First and formost, I was slightly confused about the new blog policy (I thought I was in group 3, my bad) so this post is a week late, but I will continue posting at the correct time for group 1 starting next week! Thanks for understanding!

I have to be honest, I wasn’t exactly excited to attend last night’s “How I Write” event at first. However, I must say that I was pleasantly surprised. Professor Bacon was, by far, one of the most enthusiastic and involved speakers I have seen recently. His passion for the subject of writing was so evident, which I think was ultimately the cause of my draw towards his speech. However, the fact that he is a successful author itself didn’t grab my interest initially. As he was explaining his life story, I found myself becoming more and more impressed. He has lead such an interesting life in which he has come over a variety of different obstacles, but somehow always finds a way to remain positive and embraces these challenges. Not only, did he overcome these obstacles, but he also never wavered in his decision to become a writer which I find very impressive because I feel like I want to change my major every other day.

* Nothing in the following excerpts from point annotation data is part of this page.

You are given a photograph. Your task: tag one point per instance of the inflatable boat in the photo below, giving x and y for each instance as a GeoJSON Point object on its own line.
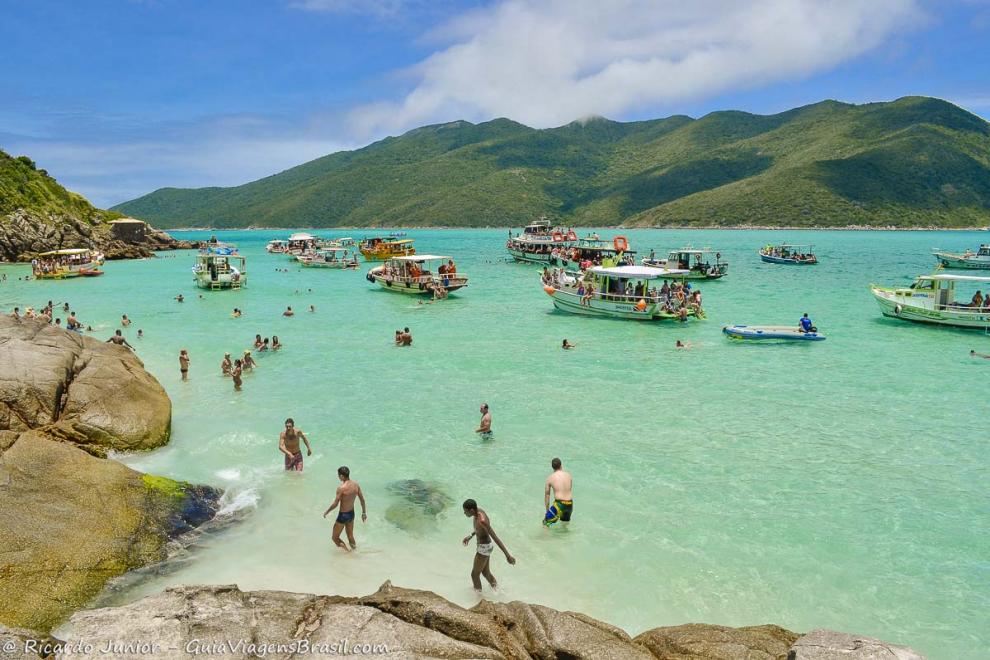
{"type": "Point", "coordinates": [784, 332]}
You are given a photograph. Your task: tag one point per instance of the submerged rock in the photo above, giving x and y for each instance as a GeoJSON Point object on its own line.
{"type": "Point", "coordinates": [70, 519]}
{"type": "Point", "coordinates": [421, 503]}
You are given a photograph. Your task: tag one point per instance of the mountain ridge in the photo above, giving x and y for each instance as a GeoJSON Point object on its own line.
{"type": "Point", "coordinates": [915, 161]}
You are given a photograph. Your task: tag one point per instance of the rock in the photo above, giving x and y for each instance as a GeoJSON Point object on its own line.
{"type": "Point", "coordinates": [547, 634]}
{"type": "Point", "coordinates": [825, 644]}
{"type": "Point", "coordinates": [80, 389]}
{"type": "Point", "coordinates": [421, 503]}
{"type": "Point", "coordinates": [71, 520]}
{"type": "Point", "coordinates": [186, 620]}
{"type": "Point", "coordinates": [698, 641]}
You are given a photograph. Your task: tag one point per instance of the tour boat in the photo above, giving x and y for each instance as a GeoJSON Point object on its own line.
{"type": "Point", "coordinates": [697, 262]}
{"type": "Point", "coordinates": [592, 250]}
{"type": "Point", "coordinates": [334, 257]}
{"type": "Point", "coordinates": [765, 332]}
{"type": "Point", "coordinates": [538, 241]}
{"type": "Point", "coordinates": [625, 292]}
{"type": "Point", "coordinates": [219, 266]}
{"type": "Point", "coordinates": [380, 249]}
{"type": "Point", "coordinates": [417, 274]}
{"type": "Point", "coordinates": [800, 255]}
{"type": "Point", "coordinates": [299, 243]}
{"type": "Point", "coordinates": [931, 299]}
{"type": "Point", "coordinates": [71, 262]}
{"type": "Point", "coordinates": [979, 260]}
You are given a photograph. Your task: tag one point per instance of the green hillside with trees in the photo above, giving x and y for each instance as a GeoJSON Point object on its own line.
{"type": "Point", "coordinates": [916, 161]}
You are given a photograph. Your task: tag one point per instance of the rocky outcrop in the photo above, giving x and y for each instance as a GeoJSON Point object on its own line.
{"type": "Point", "coordinates": [824, 644]}
{"type": "Point", "coordinates": [70, 519]}
{"type": "Point", "coordinates": [403, 623]}
{"type": "Point", "coordinates": [23, 234]}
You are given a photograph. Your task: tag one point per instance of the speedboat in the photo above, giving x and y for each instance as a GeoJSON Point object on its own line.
{"type": "Point", "coordinates": [764, 332]}
{"type": "Point", "coordinates": [800, 255]}
{"type": "Point", "coordinates": [623, 292]}
{"type": "Point", "coordinates": [979, 260]}
{"type": "Point", "coordinates": [219, 266]}
{"type": "Point", "coordinates": [421, 274]}
{"type": "Point", "coordinates": [538, 241]}
{"type": "Point", "coordinates": [932, 299]}
{"type": "Point", "coordinates": [698, 263]}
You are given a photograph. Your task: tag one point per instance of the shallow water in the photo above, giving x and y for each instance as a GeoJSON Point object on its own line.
{"type": "Point", "coordinates": [840, 484]}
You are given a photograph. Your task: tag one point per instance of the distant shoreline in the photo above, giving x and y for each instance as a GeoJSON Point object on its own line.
{"type": "Point", "coordinates": [615, 227]}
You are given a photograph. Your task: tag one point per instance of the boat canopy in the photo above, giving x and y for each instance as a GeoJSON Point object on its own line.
{"type": "Point", "coordinates": [640, 272]}
{"type": "Point", "coordinates": [942, 277]}
{"type": "Point", "coordinates": [63, 253]}
{"type": "Point", "coordinates": [418, 258]}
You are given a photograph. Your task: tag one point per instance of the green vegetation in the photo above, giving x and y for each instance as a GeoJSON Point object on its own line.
{"type": "Point", "coordinates": [912, 162]}
{"type": "Point", "coordinates": [23, 186]}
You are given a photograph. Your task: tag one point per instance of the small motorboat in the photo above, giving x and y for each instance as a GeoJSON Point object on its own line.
{"type": "Point", "coordinates": [784, 332]}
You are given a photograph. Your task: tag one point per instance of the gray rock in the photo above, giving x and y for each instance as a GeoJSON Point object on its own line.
{"type": "Point", "coordinates": [825, 644]}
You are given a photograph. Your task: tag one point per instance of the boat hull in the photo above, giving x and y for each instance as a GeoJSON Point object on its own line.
{"type": "Point", "coordinates": [770, 332]}
{"type": "Point", "coordinates": [898, 304]}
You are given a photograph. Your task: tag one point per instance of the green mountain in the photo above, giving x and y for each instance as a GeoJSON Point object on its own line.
{"type": "Point", "coordinates": [912, 162]}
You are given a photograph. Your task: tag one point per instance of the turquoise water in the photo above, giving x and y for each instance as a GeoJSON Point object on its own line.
{"type": "Point", "coordinates": [841, 484]}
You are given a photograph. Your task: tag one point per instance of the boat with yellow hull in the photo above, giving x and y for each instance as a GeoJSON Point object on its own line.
{"type": "Point", "coordinates": [418, 275]}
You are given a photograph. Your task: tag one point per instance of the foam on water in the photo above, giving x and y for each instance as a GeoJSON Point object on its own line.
{"type": "Point", "coordinates": [840, 484]}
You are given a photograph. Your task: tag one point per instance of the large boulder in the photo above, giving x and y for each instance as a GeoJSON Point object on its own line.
{"type": "Point", "coordinates": [700, 641]}
{"type": "Point", "coordinates": [70, 519]}
{"type": "Point", "coordinates": [91, 393]}
{"type": "Point", "coordinates": [823, 644]}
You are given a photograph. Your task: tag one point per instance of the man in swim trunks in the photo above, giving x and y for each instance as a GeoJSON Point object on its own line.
{"type": "Point", "coordinates": [346, 492]}
{"type": "Point", "coordinates": [560, 482]}
{"type": "Point", "coordinates": [288, 444]}
{"type": "Point", "coordinates": [485, 428]}
{"type": "Point", "coordinates": [483, 554]}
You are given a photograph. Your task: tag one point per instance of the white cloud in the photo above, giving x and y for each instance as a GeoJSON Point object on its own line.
{"type": "Point", "coordinates": [546, 63]}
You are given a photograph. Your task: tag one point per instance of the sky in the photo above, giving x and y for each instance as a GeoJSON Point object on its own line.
{"type": "Point", "coordinates": [117, 98]}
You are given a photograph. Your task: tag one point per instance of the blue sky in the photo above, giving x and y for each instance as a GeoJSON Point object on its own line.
{"type": "Point", "coordinates": [118, 98]}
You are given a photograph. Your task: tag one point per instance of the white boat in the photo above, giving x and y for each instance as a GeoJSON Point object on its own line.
{"type": "Point", "coordinates": [219, 266]}
{"type": "Point", "coordinates": [538, 240]}
{"type": "Point", "coordinates": [419, 274]}
{"type": "Point", "coordinates": [767, 332]}
{"type": "Point", "coordinates": [624, 292]}
{"type": "Point", "coordinates": [334, 257]}
{"type": "Point", "coordinates": [931, 299]}
{"type": "Point", "coordinates": [979, 260]}
{"type": "Point", "coordinates": [699, 263]}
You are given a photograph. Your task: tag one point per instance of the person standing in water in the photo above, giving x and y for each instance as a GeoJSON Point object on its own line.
{"type": "Point", "coordinates": [485, 427]}
{"type": "Point", "coordinates": [184, 364]}
{"type": "Point", "coordinates": [560, 482]}
{"type": "Point", "coordinates": [346, 492]}
{"type": "Point", "coordinates": [288, 444]}
{"type": "Point", "coordinates": [483, 554]}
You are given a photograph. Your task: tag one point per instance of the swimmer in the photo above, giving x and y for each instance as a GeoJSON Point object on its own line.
{"type": "Point", "coordinates": [560, 482]}
{"type": "Point", "coordinates": [483, 553]}
{"type": "Point", "coordinates": [346, 492]}
{"type": "Point", "coordinates": [288, 444]}
{"type": "Point", "coordinates": [184, 364]}
{"type": "Point", "coordinates": [485, 427]}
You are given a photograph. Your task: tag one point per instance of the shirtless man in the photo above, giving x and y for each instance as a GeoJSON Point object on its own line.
{"type": "Point", "coordinates": [119, 340]}
{"type": "Point", "coordinates": [485, 428]}
{"type": "Point", "coordinates": [560, 482]}
{"type": "Point", "coordinates": [483, 554]}
{"type": "Point", "coordinates": [346, 492]}
{"type": "Point", "coordinates": [288, 444]}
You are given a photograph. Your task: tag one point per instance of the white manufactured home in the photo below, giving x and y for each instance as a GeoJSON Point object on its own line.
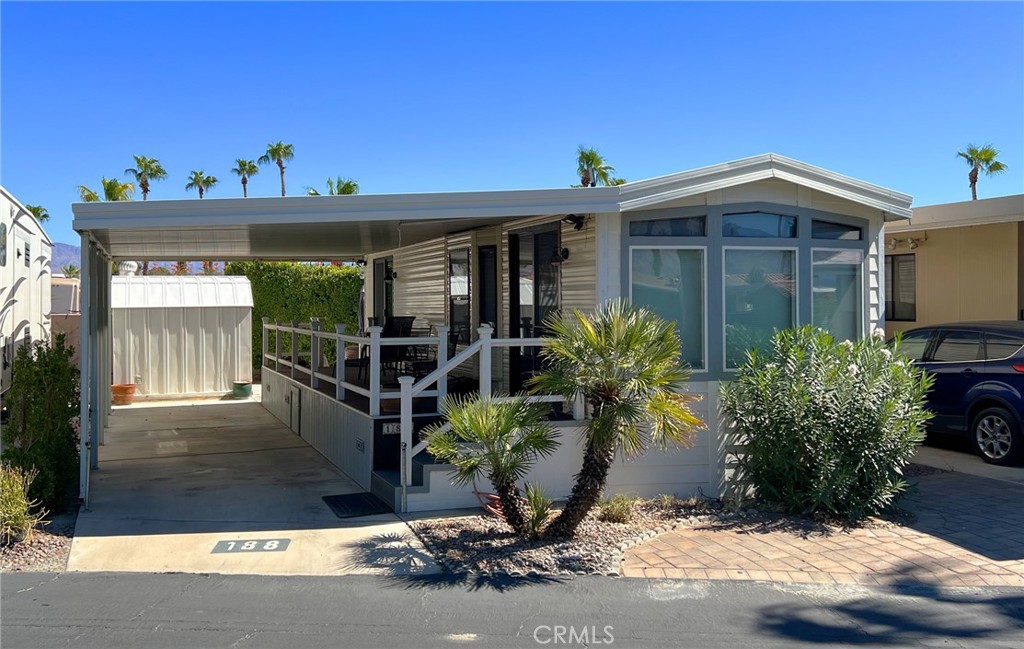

In addition to his really inspiring speech, he gave us some great advice that I think can be summed up in this picture:

Keep Calm and Write Your Damn Book

Bacon really pushed the idea of just simply writing. Write when you’re bored, write for fun, write for an hour a day. I mean, that’s how he started writing, and look at him now! His story how he first began writing was hilarious. Not necessarily for content value, but more-so for his ability to relate to us as students. I am sure I am not the only person here who has come home from a party and remembered that I needed to submit a homework assignment before the next morning…I have to say, that was probably not my best work, but hey, it’s a first draft. I think that this is what Bacon was going for: EVERY first draft is shitty. Regardless of your writing conditions or mind capacity at the time of writing, your first draft is never going to be flawless. Even your final draft may never be flawless entirely, and I think that this is the take-home message of Bacon’s talk. Just write. And I think I might be taking a bit of his advice.